We can view the test performance of each model AutoGluon has trained via
the leaderboard()
method. We provide the test data set to the
leaderboard function to see how well our fitted models are doing on the
held out time frame. In AutoGluon leaderboards, higher scores always
correspond to better predictive performance. Therefore our MAPE scores
are presented with a “flipped” sign, such that higher “negative MAPE”s
correspond to better models.
predictor.leaderboard(test_data, silent=True)
Additional data provided, testing on additional data. Resulting leaderboard will be sorted according to test score (score_test). Different set of items than those provided during training were provided for prediction. The model AutoETS will be re-trained on newly provided data Different set of items than those provided during training were provided for prediction. The model ARIMA will be re-trained on newly provided data Different set of items than those provided during training were provided for prediction. The model AutoETS will be re-trained on newly provided data
model | score_test | score_val | pred_time_test | pred_time_val | fit_time_marginal | fit_order | |
---|---|---|---|---|---|---|---|
0 | SimpleFeedForward | -0.188259 | -0.372513 | 1.509150 | 1.438922 | 11.205414 | 2 |
1 | WeightedEnsemble | -0.189813 | -0.307592 | 25.705786 | 21.253829 | 117.679210 | 6 |
2 | DeepAR | -0.240209 | -0.769969 | 1.935482 | 2.012790 | 11.402265 | 3 |
3 | AutoETS | -0.247532 | -0.328701 | 24.641734 | 19.814908 | 4.110266 | 1 |
4 | ARIMA | -0.286547 | -0.366499 | 45.391605 | 33.715822 | 10.547525 | 4 |
5 | Transformer | -0.297987 | -1.818996 | 2.011078 | 1.902087 | 8.653442 | 5 |
We can now use the TimeSeriesPredictor
to look at actual forecasts.
By default, AutoGluon will select the best performing model to forecast
time series with.
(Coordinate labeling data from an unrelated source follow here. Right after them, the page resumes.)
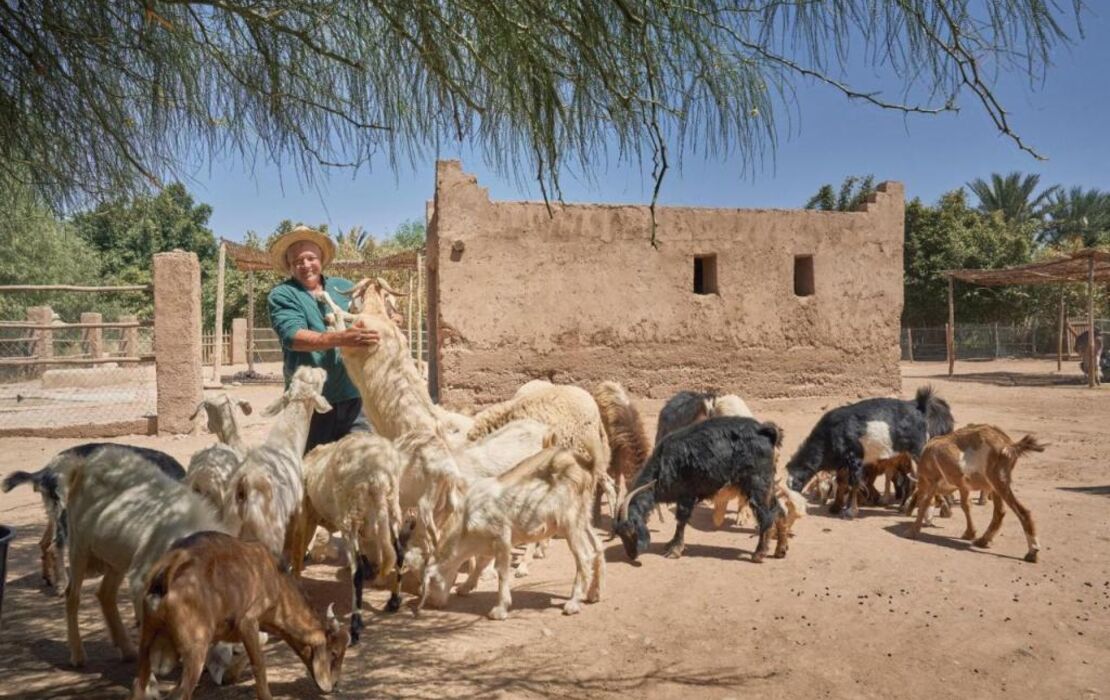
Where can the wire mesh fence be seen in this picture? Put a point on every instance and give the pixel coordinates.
(986, 342)
(58, 376)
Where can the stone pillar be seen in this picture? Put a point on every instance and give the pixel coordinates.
(92, 340)
(239, 341)
(177, 340)
(129, 347)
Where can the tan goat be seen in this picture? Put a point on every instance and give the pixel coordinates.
(975, 457)
(212, 587)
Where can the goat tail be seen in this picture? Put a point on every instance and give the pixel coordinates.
(18, 478)
(772, 432)
(1028, 444)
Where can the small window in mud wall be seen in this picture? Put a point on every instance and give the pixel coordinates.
(705, 274)
(804, 275)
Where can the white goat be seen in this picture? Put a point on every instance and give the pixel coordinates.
(548, 494)
(573, 416)
(121, 515)
(269, 488)
(351, 486)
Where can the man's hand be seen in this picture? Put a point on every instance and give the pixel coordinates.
(356, 337)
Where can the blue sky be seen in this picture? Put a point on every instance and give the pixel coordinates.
(827, 138)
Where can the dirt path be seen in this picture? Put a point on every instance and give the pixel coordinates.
(856, 609)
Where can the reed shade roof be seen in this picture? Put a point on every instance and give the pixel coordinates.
(1068, 269)
(251, 260)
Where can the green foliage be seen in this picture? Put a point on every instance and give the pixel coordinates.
(1078, 217)
(102, 97)
(39, 249)
(950, 236)
(1013, 195)
(854, 191)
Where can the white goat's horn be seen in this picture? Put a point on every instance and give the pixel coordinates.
(623, 510)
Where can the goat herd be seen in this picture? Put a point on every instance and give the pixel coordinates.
(211, 554)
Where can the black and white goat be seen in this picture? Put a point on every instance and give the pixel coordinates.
(864, 433)
(50, 479)
(694, 463)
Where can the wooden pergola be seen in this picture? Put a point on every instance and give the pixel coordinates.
(251, 260)
(1086, 265)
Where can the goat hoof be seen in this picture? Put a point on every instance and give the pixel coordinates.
(394, 602)
(356, 626)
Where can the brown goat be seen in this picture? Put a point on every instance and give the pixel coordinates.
(975, 457)
(212, 587)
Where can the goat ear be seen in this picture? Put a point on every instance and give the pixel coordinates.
(275, 407)
(200, 407)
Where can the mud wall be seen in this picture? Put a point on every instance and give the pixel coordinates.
(581, 296)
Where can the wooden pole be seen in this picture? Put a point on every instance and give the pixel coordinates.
(250, 322)
(218, 336)
(1059, 342)
(420, 308)
(951, 327)
(1092, 365)
(410, 313)
(71, 287)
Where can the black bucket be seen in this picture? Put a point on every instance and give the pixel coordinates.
(6, 534)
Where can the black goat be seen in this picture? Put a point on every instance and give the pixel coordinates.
(864, 433)
(682, 409)
(49, 478)
(696, 462)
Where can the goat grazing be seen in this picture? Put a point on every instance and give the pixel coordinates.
(976, 456)
(269, 487)
(211, 587)
(50, 479)
(546, 495)
(867, 432)
(121, 515)
(695, 463)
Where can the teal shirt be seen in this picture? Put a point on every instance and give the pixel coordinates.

Let’s use the predictor to compute forecasts, and plot
forecasts for an example country.
predictions = predictor.predict(train_data)
Model not specified in predict, will default to the model with the best validation score: WeightedEnsemble
Different set of items than those provided during training were provided for prediction. The model AutoETS will be re-trained on newly provided data
plt.figure(figsize=(20, 3))
ytrue = train_data.loc['France_']["ConfirmedCases"]
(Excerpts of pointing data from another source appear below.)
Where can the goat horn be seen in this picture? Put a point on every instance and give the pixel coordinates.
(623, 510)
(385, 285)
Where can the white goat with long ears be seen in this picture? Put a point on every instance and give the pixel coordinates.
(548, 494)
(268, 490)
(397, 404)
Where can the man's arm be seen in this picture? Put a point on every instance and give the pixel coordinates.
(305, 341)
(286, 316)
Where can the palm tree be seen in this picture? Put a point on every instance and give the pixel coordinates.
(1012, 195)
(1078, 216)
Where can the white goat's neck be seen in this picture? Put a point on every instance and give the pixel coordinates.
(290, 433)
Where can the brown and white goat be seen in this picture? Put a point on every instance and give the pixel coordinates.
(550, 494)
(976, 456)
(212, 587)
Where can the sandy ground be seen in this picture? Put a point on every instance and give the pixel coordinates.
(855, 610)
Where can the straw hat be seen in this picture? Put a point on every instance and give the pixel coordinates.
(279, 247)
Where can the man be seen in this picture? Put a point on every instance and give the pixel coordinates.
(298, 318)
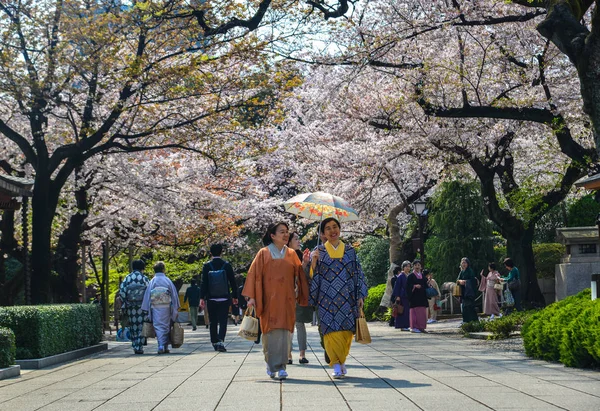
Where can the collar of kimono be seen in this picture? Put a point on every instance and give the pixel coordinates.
(335, 252)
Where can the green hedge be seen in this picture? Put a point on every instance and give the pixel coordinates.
(372, 302)
(567, 331)
(44, 330)
(7, 347)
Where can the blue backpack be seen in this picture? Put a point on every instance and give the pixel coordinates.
(217, 282)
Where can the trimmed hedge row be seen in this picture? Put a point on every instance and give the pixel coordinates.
(7, 347)
(371, 307)
(44, 330)
(567, 331)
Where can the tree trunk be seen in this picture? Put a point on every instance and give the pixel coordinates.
(43, 205)
(519, 247)
(67, 252)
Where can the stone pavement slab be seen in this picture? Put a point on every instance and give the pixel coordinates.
(398, 370)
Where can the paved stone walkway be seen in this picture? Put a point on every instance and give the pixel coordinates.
(398, 371)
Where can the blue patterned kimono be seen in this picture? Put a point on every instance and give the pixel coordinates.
(335, 287)
(132, 291)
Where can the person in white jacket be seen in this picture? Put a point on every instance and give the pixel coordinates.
(161, 303)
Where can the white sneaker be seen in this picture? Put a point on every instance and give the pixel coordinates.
(269, 373)
(337, 372)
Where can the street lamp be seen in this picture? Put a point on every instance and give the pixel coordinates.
(421, 211)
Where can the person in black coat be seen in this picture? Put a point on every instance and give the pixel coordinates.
(416, 284)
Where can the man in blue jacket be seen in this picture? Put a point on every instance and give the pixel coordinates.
(217, 291)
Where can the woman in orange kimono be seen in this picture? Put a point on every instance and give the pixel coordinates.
(274, 283)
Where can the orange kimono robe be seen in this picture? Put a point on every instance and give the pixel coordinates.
(272, 283)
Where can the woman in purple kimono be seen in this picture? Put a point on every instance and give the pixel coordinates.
(400, 297)
(161, 302)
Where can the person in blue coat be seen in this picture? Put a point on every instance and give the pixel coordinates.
(400, 296)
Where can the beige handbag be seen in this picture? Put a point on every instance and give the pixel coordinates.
(148, 330)
(176, 335)
(362, 330)
(249, 326)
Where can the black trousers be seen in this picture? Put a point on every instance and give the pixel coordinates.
(218, 312)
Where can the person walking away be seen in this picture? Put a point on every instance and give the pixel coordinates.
(468, 284)
(513, 276)
(337, 290)
(303, 314)
(132, 291)
(192, 296)
(161, 303)
(400, 296)
(491, 295)
(433, 307)
(274, 284)
(416, 285)
(217, 292)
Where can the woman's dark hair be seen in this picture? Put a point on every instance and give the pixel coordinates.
(272, 230)
(292, 234)
(138, 265)
(324, 223)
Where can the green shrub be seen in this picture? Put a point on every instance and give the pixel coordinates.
(372, 301)
(566, 331)
(45, 330)
(7, 347)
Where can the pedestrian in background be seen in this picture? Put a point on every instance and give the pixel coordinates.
(161, 303)
(416, 285)
(433, 301)
(131, 292)
(399, 295)
(192, 296)
(217, 292)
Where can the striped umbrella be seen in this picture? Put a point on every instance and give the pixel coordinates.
(318, 206)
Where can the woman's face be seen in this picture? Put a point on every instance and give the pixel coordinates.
(332, 231)
(281, 236)
(294, 243)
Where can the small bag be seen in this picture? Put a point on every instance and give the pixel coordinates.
(431, 292)
(362, 330)
(176, 335)
(249, 326)
(509, 300)
(148, 330)
(397, 309)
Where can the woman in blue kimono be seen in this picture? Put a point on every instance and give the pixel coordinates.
(337, 290)
(161, 302)
(400, 296)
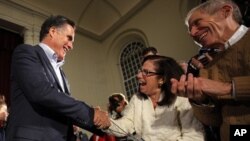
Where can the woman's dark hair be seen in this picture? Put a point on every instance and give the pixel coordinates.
(167, 68)
(56, 21)
(149, 49)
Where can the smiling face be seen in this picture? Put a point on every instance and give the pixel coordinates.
(62, 39)
(207, 30)
(212, 30)
(149, 84)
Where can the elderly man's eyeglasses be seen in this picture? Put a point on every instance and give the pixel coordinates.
(147, 72)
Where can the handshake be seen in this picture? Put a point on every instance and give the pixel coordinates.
(101, 119)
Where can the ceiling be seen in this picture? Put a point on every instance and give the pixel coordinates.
(94, 18)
ypred = predictions.loc['France_']
# prepend the last value of true range to predicted range for plotting continuity
ypred.loc[ytrue.index[-1]] = [ytrue[-1]] * 10
ypred = ypred.sort_index()
ytrue_test = test_data.loc['France_']["ConfirmedCases"][-5:]
plt.plot(ytrue[-30:], label="Training Data")
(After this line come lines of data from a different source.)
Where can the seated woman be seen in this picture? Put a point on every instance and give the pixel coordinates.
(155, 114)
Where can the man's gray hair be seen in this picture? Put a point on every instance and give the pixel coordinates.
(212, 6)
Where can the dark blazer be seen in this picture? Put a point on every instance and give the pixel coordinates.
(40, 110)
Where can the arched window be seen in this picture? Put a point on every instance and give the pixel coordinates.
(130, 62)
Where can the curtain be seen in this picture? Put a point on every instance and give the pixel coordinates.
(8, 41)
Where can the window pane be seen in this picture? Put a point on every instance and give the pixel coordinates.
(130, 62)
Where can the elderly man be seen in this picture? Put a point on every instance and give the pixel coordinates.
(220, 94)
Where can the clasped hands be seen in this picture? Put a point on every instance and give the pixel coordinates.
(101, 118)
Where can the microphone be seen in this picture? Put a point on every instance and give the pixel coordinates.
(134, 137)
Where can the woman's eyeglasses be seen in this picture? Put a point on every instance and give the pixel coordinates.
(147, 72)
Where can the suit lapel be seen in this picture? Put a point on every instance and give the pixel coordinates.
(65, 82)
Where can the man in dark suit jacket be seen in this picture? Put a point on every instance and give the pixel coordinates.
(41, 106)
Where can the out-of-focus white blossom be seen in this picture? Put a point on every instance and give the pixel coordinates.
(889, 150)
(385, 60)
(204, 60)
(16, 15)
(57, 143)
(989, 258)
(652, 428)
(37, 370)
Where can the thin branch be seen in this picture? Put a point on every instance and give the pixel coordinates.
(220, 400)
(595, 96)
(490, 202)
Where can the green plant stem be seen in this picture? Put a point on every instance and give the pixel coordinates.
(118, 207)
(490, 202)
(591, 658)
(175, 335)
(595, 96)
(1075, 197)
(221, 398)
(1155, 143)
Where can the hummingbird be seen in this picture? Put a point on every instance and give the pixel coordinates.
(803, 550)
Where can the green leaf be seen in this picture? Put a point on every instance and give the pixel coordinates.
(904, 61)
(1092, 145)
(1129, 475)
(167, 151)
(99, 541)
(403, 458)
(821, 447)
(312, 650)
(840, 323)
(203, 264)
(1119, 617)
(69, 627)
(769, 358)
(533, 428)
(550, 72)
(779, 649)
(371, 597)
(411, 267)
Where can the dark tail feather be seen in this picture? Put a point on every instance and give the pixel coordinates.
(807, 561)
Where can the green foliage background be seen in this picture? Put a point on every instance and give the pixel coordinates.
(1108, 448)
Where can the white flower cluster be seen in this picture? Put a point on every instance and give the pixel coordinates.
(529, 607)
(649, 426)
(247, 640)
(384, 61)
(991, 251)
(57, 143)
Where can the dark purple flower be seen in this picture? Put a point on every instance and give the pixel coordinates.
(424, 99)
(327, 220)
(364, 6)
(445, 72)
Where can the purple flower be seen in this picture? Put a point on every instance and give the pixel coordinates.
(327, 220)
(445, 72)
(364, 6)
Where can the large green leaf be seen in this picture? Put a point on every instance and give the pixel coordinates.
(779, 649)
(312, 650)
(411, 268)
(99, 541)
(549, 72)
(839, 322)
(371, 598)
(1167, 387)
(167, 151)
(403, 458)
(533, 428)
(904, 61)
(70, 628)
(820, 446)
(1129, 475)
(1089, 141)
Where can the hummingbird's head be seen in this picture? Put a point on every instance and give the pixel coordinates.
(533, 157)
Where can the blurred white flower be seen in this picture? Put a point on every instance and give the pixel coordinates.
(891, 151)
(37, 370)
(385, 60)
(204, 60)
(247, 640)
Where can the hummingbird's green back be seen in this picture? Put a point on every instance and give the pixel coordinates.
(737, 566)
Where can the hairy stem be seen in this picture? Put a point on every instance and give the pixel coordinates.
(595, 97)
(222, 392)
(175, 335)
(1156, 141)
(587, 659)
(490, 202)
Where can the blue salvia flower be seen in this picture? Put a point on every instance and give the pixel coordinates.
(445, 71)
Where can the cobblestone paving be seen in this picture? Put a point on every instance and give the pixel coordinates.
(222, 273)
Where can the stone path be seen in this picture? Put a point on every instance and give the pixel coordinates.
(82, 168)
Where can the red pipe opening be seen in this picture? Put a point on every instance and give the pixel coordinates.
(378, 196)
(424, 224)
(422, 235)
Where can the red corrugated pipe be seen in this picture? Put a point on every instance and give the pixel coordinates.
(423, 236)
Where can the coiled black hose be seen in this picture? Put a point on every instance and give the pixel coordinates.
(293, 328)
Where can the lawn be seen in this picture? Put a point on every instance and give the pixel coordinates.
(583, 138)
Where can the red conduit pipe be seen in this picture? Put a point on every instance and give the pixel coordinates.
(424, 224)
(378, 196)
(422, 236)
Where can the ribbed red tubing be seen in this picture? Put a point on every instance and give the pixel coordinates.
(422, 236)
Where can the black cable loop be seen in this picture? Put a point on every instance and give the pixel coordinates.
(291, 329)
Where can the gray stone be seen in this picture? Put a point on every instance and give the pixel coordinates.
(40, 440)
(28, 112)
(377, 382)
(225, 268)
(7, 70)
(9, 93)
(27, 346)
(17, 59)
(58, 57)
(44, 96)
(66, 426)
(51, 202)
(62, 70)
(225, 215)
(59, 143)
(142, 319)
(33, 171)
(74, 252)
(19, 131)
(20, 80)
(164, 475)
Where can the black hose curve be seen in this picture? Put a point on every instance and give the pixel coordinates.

plt.plot(ypred["mean"], label="Mean Forecasts")
plt.plot(ytrue_test, label="Actual")
plt.fill_between(
ypred.index, ypred["0.1"], ypred["0.9"], color="red", alpha=0.1
)
plt.title("COVID Case Forecasts in France, compared to actual trajectory")
_ = plt.legend()

As we used a “toy” presets setting (presets="low_quality"
) our
forecasts may appear to not be doing very well. In realistic scenarios,
users can set presets
to be one of: "best_quality"
,
"high_quality"
, "good_quality"
, "medium_quality"
. Higher
quality presets will generally produce superior forecasting accuracy but
take longer to train and may produce less efficient models.